In the heyday, we would get together 2-∞ times a month, everyone would bring their computer and we would network them together and play games.
This is called a LAN party, LAN standing for Local Area Network.
We were called the LANarchists.
When you play games or go online, you are identified by a handle, a name.
Pay attention to the handle-less Joey in the movie Hackers. You’re nothing without a handle!
I had used several handles in my doings previous to Landor.
At one point my friend Andrew lived with me.
My name was also Andrew.
One bright day in the middle of the night, Andrew was leaning back in his chair looking through the dictionary. He opened to a page and became Ardor.
AssNeck would come over and call us Andor and Ardor. I can see him walking down the hall towards our room and saying our names.
I must have liked it because at some point noticed I could put an L in front of it and
became LANdor, a LANarchist.
So all my friends called me Landor.
When I moved to Savannah, GA, I told people my name was Landor.
The only people who called me Andrew were my girlfriend, who thought it was silly, and her friends.
In Charleston, SC, when I started working at Alliance Software, my username got set up relative to Andrew, so the Boss Man had a hard time remembering what to call me and said he wasn’t going to try. But every once in a while he’d call me Landor.
Around this time I came to think about this name situation, and I realized this name means something. Upon hearing the name, people are amazed. Everyone had a different interpretation, usually mystical in nature if it wasn’t Lando Calrissian.
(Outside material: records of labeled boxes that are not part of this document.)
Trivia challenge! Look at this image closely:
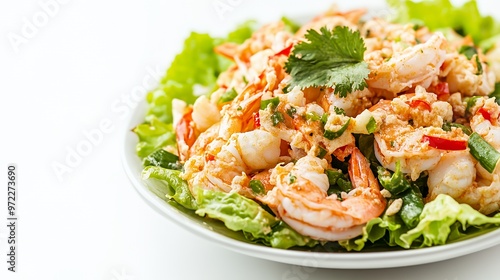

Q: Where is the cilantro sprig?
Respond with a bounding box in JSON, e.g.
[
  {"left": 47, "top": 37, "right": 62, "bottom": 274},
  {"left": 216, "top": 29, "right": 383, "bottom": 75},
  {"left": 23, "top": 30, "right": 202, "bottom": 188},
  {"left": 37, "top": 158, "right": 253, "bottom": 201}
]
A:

I realized I am mystical in nature. I seek after these things. I inspire these things in others.
At the same time, I was formally introduced to feminism, which establishes language for much that is important to me.
Andrew means “Bold, Manly.”
While I am currently resonating at a masculine frequency and exhibiting masculine qualities, I’ve never really felt supremely manly or whatever that seems to be. I do not conform to or identify with the gender binary.
After working with him for 1.5 years, Alliance Boss Man, who had also chosen his name, told me that if I wanted him to call me Landor, then I’d have to get serious about it: if my mom would call me Landor, then he would too. It was about a month before I was going to a family reunion to see people I hadn’t seen for ~6-8 years.
At that family reunion, I shared with my family the Story of Landor, much as I am here now. They still struggle with 20 years of Andrew-calling, but they now mostly call me Landor.
My sister just sent out an updated family contact list in preparation for this year’s family reunion, and I am listed as Landor.
So, we start at Andrew, bring in the Andor inspired by friendship and love, LAN for its interconnectedness, and we arrive at a name free of enforced polarity, infused with the magic of the eternal somethingorother.